Esther Rochon, Aboli (Hy)
Esther Rochon
Aboli
Beauport, Alire, 1996, 231 p.
La comparaison de ce livre avec le précédent, Lame, est inévitable. (Ce premier tome, recensé dans Solaris 113, avait été publié dans la collection Sextant chez Québec/Amérique, alors dirigée par Jean Pettigrew, maintenant à la tête d’Alire.) D’emblée, la comparaison des couvertures n’est pas à l’avantage d’Aboli, avec une illustration qui n’est certes pas la meilleure de Sv Bell, combinée avec un usage plutôt maladroit des caractères du titre (trop peu visible, parce que trop petits et d’une couleur mal choisie) : vu de l’extérieur, Aboli n’a pas le même impact que Lame. Cela est dans une certaine mesure également vrai pour ce qui est du texte.
Les Chroniques infernales (dont il reste au moins trois livres à venir) ont de quoi surprendre, sinon stupéfier. Ce sont des romans de fantasy, avec des accents occasionnels à saveur SF (mais quelle importance la définition précise des genres a-t-elle pour Esther Rochon ?) qui se déroulent aux Enfers où souffrent les damnés par millions, mais le tout raconté dans un style très simple, beaucoup plus dépouillé que le style habituel de Rochon. Le lecteur gavé de romans américains bourrés de Preux Chevaliers, de Sages Sorciers et d’Incarnations du Mal Absolu risque un choc cognitif fatal face à des phrases telles que « Il téléphona à Claire, qui lui donna des trucs d’entremetteuse et aussi des recettes d’onguent pour se soigner. » – vous ai-je dit que ces Enfers-là ont le téléphone ? L’effet produit est unique, décapant et parfait pour le lecteur blasé.

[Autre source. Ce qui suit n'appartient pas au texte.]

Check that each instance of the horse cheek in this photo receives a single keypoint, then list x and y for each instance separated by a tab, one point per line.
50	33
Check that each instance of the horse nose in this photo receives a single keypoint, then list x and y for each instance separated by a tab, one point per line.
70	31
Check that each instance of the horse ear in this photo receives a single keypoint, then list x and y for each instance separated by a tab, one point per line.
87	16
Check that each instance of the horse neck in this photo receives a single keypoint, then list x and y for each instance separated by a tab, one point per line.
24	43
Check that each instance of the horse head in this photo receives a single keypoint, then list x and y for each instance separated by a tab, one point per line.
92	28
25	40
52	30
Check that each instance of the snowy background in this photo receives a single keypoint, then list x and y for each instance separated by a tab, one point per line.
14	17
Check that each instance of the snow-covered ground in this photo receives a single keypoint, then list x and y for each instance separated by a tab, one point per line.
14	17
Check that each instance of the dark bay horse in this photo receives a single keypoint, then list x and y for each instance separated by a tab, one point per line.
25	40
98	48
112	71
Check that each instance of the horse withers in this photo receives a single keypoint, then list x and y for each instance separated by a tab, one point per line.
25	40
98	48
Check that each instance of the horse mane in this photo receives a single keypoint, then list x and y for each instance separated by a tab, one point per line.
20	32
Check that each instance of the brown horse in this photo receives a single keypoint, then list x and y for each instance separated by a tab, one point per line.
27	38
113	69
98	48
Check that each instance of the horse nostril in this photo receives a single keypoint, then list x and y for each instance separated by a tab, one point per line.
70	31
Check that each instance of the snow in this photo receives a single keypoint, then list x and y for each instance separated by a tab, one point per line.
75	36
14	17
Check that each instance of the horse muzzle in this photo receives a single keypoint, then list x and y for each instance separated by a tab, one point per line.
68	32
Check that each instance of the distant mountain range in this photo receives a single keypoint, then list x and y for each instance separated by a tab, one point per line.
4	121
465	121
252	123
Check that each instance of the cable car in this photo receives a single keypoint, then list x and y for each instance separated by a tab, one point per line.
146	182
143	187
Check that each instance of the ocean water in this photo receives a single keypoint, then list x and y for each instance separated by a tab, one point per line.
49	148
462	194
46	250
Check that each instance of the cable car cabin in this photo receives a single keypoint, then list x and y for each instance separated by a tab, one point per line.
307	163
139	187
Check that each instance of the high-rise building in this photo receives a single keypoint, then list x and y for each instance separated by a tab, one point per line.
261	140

Aboli continue l’histoire amorcée dans le premier tome ; qu’arrive-t-il une fois que les Enfers de Lame ont été fermés, et qu’un autre monde accueille les nouveaux Enfers ? Rochon se montre très inventive. Elle évoque un arrangement cosmogonique complexe et fascinant, dans la mesure où il reste juste assez flou pour tenir à la fois du mysticisme et de l’astronomie ; fait souvent preuve d’un humour ironique et savoureux ; nous offre les réflexions teintées de sagesse auxquelles elle nous a habitués. De nouveaux personnages interviennent et une compréhension plus vaste de l’univers des Chroniques infernales se dessine. Toutefois, il faut un moment pour en arriver là. Et c’est ce qui me pose un problème : le livre, surtout dans sa première partie, est lent, Lame fascinait d’emblée, puisqu’il débutait au cœur des Enfers ; Aboli n’accroche pas autant.
C’est un roman que je qualifierais de pondéré, dans les deux sens du terme : équilibré et calme. Même parmi les horreurs des Enfers froids, les personnages évitent les passions débordantes auxquelles on s’attendrait. Quelqu’un me faisait remarquer que le livre rappelait la vie de tous les jours, même alors qu’il traite de transformations personnelles et cosmiques, d’êtres immortels plus vieux que le monde, et de sagesse éternelle. C’est à la fois une qualité et un défaut. Je l’ai lu avec plaisir, et je le recommande sans hésiter. Mais attendez-vous à une lecture tranquille, surtout au début. Il reste à voir ce que nous réserve le reste de la série ; des volumes subséquents un peu plus « propulsifs » nous feraient oublier les réserves mineures que suscite Aboli.